So I need to insert about 700k items into a table. I am using pool. If I insert 1000 at the time, a lot of data becomes distorted in my db and it won't insert all data. And if I do 100 at the time, it does not insert the entire list for some reason. It only adds a lower amount that is divisible by 100 (so it does not execute the last line of code in the second part).
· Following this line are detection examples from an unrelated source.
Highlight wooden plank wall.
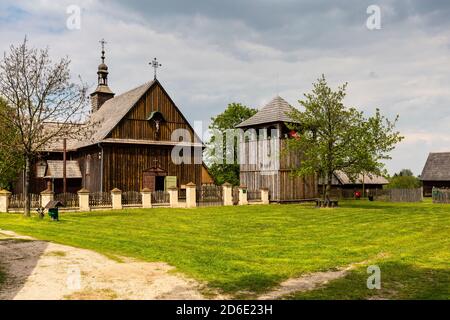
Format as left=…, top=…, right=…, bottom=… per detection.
left=240, top=139, right=318, bottom=201
left=75, top=146, right=101, bottom=192
left=103, top=144, right=202, bottom=191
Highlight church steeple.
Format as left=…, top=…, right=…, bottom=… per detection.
left=91, top=39, right=114, bottom=112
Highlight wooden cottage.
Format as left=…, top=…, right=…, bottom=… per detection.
left=15, top=47, right=212, bottom=193
left=237, top=96, right=318, bottom=202
left=420, top=152, right=450, bottom=196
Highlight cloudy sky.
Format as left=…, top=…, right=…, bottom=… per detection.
left=0, top=0, right=450, bottom=174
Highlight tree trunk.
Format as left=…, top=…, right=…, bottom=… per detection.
left=23, top=155, right=31, bottom=217
left=324, top=171, right=333, bottom=207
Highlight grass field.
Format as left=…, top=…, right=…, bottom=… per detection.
left=0, top=201, right=450, bottom=299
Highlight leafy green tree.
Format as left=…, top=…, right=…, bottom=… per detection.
left=0, top=38, right=92, bottom=216
left=206, top=103, right=258, bottom=185
left=288, top=75, right=403, bottom=199
left=387, top=169, right=422, bottom=189
left=0, top=98, right=23, bottom=189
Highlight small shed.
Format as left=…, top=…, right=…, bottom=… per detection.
left=420, top=152, right=450, bottom=197
left=319, top=171, right=389, bottom=192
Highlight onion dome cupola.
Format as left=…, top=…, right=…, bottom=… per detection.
left=91, top=39, right=114, bottom=112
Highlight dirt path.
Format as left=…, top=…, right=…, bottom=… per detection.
left=257, top=253, right=387, bottom=300
left=0, top=230, right=203, bottom=300
left=0, top=230, right=385, bottom=300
Is there maybe a better way to do this?
def initialise(**kwargs):
con_pool = pool.SimpleConnectionPool(1, 100, **kwargs)
return con_pool
def get_connection(con_pool):
return con_pool.getconn()
@contextmanager
def get_cursor(con_pool):
try:
con = get_connection(con_pool)
yield con.cursor()
except Exception as e:
logger_local.warning(f'context manager for sql_funcs error: {e}')
print(e)
finally:
con.commit()
con_pool.putconn(con)
def insert_data_bulk(con_pool, insert, data, counter=0):
try:
with get_cursor(con_pool) as cursor:
execute_batch(cursor, insert, data)
counter += 1
return counter
except Exception as e:
print('insert_data_bulk error: ', e)
return counter
And this executes them in another module, basically clearing data_bulk every 100 items (since it does not work if I throw in the whole thing at once). I tried both execute_batch and execute_values, and they both are faulty.
data_bulk = []
for item in txt_data_lines:
parse data here and append to data_bulk
if len(data_bulk) == 100:
sql_funcs.insert_data_bulk(index_pool, insert, data_bulk)
data_bulk.clear()
sql_funcs.insert_data_bulk(index_pool, insert, data_bulk)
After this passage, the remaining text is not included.